Besonders wichtig ist für ihn, mit seiner aktuellen Interpretation und Inprovisationskunst der jüdischen Musiktradition und Kultur näher zu kommen. So nimmt er teil an einer Bewegung unter den jüngeren amerikanischen Musikern aus dem Bereich der aktuellen Avantgarde, für die Klezmer Musik zunehmend ein Weg zur eigenen Identität ist: „Für mich und viele andere, ich weiß es auch von Frank London, bedeutet die Musik einen neuen Zugang zur jüdischen Kultur, was in Amerika durch die Alten vielleicht nicht so weiter gegeben wird. Es gibt viele junge Musiker, die ihre jüdischen Wurzeln durch die Musik kennen gelernt haben. Ich bin bei meinen Eltern, die beide aus jüdischen Familien stammen, aufgewachsen, ohne dass ich Klezmer Musik oder auch Klezmer Jazz ernsthaft gehört oder gespielt habe, ohne dass ich mich auch mit meiner jüdischen Herkunft eingerichtet hatte.
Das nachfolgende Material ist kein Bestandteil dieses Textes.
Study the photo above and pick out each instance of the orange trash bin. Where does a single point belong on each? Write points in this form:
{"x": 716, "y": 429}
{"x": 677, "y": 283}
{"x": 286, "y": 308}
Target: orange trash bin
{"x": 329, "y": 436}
Ich konnte keine Klezmer Musik spielen, solange ich mit meinem Jüdisch Sein nicht im reinen war. Das Thema Klezmer sieht er nicht auf jüdische Musiker beschränkt, beantwortet die Frage, ob denn nicht-jüdische Musiker überhaupt Klezmer spielen können, mit der Gegenfrage: „Können Weiße Jazz spielen?“

Zu der neuen CD weiß er zu erzählen: „Wir lassen uns nicht nur von der alten Klezmer Musik inspirieren, sondern auch von aktuellen Musikern, Frank London, David Krakauer Ben Goldberg. „Basketball Barmitzva“ ist eine tatsächliche Geschichte: die Schwester eines Freundes hatte zur Barmitzva-Feier ihres Sohnes die Cheerleaders der L.A. Lakers eingeladen. Das ist sehr „Woody Allen-haft“ oder? Es hat bestimmt ein paar Tausend Dollar gekostet, aber der Junge wird es bestimmt nie vergessen. Das Stück „A Friend Of Kafka“ kommt von der Band „Nephtules Dream“, nach einem Roman von Isaac Singer. Ich arrangiere nicht das Stück des Komponisten, sondern nehme die Elemente, zum Beispiel ein paar Noten der Hauptmelodie, nehme sie auf Band auf und baue ein ganz neues Stück daraus, wie man das auch mit dem Laptop macht. Dann kann ich viel freier mit den Stücken umgehen, als wenn ich die Harmonien übernehme und bearbeite.“

Seine Band ist für ihn ganz wichtig. Mit von der Partie sind der Klarinettist Jan Hammerschmidt, der Gitarrist Brandon Seabrock, Martin Lillich, Bass, Eric Rosenthal, Schlagzeug, und als Gast Alan Bern, eine der zentralen Persönlichkeiten der aktuellen Klezmer Szene, mit Akkordeon und Melodika.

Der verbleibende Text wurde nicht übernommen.